Buku: Harta Karun Pengetahuan

Sebelum mesin cetak Gutenberg mengubah dunia pada abad ke-15, buku adalah barang mewah yang hanya dimiliki oleh kaum elit, biara, atau bangsawan. Setiap buku ditulis tangan oleh para biarawan atau juru tulis, sebuah proses yang bisa memakan waktu berbulan-bulan, bahkan bertahun-tahun. Satu buku bisa seharga sebuah rumah! Kertas perkamen, yang terbuat dari kulit hewan, dan tinta yang diracik dengan susah payah, menambah biaya produksi. Membaca bukanlah aktivitas santai; itu adalah hak istimewa.

Ketika saya kecil, saya masih ingat betapa bangganya saya saat memiliki buku pertama saya—sebuah novel petualangan yang dibelikan ayah saya di pasar loak. Sekarang, buku-buku bertebaran di mana-mana, dari toko daring hingga perpustakaan digital. Tapi, ada romantisme tersendiri dalam membayangkan seorang biarawan abad pertengahan, menyalin naskah di bawah cahaya lilin, demi menjaga pengetahuan agar tak lenyap ditelan waktu.

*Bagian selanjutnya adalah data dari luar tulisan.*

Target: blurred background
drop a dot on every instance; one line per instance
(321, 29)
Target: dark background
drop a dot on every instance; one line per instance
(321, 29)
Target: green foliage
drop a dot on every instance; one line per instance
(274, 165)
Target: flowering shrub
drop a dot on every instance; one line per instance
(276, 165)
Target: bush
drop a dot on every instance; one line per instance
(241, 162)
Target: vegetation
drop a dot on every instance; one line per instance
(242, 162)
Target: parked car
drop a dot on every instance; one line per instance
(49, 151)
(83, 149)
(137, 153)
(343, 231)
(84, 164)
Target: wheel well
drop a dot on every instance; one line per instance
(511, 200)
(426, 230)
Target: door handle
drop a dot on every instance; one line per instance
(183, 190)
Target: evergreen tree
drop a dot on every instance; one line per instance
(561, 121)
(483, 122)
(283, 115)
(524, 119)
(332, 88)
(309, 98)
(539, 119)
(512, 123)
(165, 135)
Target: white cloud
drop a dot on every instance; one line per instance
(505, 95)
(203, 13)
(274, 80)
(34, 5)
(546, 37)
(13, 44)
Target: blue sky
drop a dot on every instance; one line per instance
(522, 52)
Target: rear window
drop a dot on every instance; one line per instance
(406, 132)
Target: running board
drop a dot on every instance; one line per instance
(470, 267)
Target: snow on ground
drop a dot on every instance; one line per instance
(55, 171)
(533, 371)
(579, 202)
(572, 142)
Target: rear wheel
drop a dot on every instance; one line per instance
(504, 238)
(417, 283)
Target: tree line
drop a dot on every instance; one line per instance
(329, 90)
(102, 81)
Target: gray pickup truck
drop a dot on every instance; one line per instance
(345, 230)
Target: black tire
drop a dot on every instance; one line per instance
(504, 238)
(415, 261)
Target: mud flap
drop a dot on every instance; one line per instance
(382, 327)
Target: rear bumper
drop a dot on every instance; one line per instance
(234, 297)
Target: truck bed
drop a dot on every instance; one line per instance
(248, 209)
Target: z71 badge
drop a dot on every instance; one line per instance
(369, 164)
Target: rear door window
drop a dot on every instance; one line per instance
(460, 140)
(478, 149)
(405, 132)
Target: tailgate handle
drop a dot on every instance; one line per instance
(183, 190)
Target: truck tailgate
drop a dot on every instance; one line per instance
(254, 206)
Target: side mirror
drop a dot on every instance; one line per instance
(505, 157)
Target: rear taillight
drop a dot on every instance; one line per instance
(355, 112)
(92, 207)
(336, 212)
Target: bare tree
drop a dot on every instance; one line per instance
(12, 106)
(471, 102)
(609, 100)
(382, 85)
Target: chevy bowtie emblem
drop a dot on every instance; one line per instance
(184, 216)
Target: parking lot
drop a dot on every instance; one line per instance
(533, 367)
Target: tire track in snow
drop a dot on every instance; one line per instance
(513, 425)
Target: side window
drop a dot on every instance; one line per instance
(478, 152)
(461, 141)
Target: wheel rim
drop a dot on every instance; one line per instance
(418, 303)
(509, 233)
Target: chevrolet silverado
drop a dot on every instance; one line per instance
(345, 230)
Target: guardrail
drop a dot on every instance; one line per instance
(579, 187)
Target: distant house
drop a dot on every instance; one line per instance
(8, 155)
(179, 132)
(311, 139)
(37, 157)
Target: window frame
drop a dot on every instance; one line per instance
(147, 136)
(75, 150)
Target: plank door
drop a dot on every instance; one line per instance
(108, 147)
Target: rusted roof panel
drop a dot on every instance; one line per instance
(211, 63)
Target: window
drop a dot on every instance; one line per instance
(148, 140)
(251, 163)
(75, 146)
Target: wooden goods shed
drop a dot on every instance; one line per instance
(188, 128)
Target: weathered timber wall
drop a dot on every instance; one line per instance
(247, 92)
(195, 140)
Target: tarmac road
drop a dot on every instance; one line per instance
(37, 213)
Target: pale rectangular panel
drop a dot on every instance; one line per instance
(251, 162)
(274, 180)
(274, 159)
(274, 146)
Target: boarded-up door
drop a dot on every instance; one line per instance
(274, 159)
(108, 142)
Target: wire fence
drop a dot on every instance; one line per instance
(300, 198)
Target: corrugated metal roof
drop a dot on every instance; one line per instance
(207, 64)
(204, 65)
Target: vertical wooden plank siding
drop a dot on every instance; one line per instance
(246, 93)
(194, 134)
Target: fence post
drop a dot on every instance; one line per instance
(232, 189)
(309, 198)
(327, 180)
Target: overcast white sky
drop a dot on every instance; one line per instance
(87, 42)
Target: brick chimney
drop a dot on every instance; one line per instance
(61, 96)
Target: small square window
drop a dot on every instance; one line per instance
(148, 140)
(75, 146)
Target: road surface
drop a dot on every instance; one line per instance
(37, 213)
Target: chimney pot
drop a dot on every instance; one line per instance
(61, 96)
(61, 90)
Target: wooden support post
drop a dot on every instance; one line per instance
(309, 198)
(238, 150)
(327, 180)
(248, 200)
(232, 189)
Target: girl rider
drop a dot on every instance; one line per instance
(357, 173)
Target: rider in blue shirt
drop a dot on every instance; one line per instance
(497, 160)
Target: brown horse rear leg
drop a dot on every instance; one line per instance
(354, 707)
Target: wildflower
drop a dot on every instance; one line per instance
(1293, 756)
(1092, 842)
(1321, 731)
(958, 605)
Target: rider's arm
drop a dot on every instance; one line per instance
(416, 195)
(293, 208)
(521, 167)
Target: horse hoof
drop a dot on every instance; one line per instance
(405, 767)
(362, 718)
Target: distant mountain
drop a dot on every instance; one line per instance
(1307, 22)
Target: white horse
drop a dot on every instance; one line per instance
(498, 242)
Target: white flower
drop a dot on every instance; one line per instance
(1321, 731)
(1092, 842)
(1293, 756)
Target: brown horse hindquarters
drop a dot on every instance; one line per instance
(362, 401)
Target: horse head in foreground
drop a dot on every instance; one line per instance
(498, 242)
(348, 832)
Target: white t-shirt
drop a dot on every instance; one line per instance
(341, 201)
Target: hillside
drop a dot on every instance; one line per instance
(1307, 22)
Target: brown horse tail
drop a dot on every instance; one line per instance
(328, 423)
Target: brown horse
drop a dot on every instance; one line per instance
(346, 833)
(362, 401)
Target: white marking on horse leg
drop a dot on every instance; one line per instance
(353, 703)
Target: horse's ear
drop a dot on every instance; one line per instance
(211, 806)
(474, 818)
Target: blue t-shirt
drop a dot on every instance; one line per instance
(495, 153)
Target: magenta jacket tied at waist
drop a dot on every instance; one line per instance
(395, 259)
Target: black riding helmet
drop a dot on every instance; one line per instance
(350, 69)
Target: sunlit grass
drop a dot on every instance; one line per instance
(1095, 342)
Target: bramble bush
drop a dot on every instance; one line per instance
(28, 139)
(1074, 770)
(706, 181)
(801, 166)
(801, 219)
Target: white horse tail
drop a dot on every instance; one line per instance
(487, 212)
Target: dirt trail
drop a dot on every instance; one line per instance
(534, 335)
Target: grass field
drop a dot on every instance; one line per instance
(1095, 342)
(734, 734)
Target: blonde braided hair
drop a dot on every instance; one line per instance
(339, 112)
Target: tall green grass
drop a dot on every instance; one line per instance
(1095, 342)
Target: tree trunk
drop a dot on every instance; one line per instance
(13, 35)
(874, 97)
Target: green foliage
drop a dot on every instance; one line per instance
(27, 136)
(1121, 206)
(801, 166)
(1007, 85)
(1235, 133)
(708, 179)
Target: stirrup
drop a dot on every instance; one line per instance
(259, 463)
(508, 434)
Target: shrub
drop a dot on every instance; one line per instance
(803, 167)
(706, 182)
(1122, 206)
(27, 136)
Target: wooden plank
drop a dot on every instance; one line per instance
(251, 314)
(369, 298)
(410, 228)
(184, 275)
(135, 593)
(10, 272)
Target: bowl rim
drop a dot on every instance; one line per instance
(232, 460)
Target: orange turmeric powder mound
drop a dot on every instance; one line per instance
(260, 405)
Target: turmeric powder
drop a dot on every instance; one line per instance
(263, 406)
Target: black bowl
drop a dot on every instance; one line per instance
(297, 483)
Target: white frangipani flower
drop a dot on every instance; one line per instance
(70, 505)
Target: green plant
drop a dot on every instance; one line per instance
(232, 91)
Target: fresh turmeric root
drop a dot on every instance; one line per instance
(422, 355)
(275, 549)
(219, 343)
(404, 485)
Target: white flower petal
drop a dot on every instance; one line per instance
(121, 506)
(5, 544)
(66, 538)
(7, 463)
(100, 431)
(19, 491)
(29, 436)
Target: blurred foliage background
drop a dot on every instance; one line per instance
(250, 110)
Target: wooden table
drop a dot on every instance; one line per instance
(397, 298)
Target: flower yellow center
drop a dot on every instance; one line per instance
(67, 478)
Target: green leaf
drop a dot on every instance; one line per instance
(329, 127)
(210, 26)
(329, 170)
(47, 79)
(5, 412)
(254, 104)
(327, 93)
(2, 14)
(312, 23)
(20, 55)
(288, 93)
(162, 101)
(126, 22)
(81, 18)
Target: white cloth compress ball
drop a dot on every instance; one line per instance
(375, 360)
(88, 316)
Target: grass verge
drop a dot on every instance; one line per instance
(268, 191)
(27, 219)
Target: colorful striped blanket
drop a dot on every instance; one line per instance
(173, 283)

Cokelat: Minuman Para Raja

Cokelat, camilan favorit yang kini ada di setiap minimarket, pernah menjadi barang langka yang hanya dinikmati oleh para bangsawan di Mesoamerika dan Eropa. Ketika biji kakao pertama kali dibawa ke Eropa oleh penjelajah Spanyol pada abad ke-16, cokelat diolah sebagai minuman pahit yang mahal dan eksklusif. Hanya kalangan elit yang bisa menikmati secangkir cokelat panas, sering kali dicampur dengan rempah-rempah mahal seperti vanila atau kayu manis. Di istana Prancis, cokelat bahkan dianggap sebagai afrodisiak!

Bayangkan betapa istimewanya menyeruput cokelat di masa itu, ketika satu cangkir bisa seharga upah pekerja selama sebulan. Kini, kita bisa membeli cokelat batangan dengan harga receh, tapi kenikmatan itu tetap membawa jejak sejarah panjang—dari hutan-hutan Amerika Tengah hingga meja makan kita.

Telepon: Suara dari Masa Depan

Saya masih ingat cerita kakek saya tentang telepon pertama di desanya, sebuah kotak kayu besar dengan gagang yang harus diputar. Di tahun 1970-an, memiliki telepon rumah adalah tanda kemakmuran. Biaya pemasangan dan langganan bulanan sangat mahal, apalagi untuk panggilan jarak jauh. Dulu, menelepon ke luar kota terasa seperti acara besar—semua orang di rumah berkumpul untuk mendengar suara kerabat yang jauh.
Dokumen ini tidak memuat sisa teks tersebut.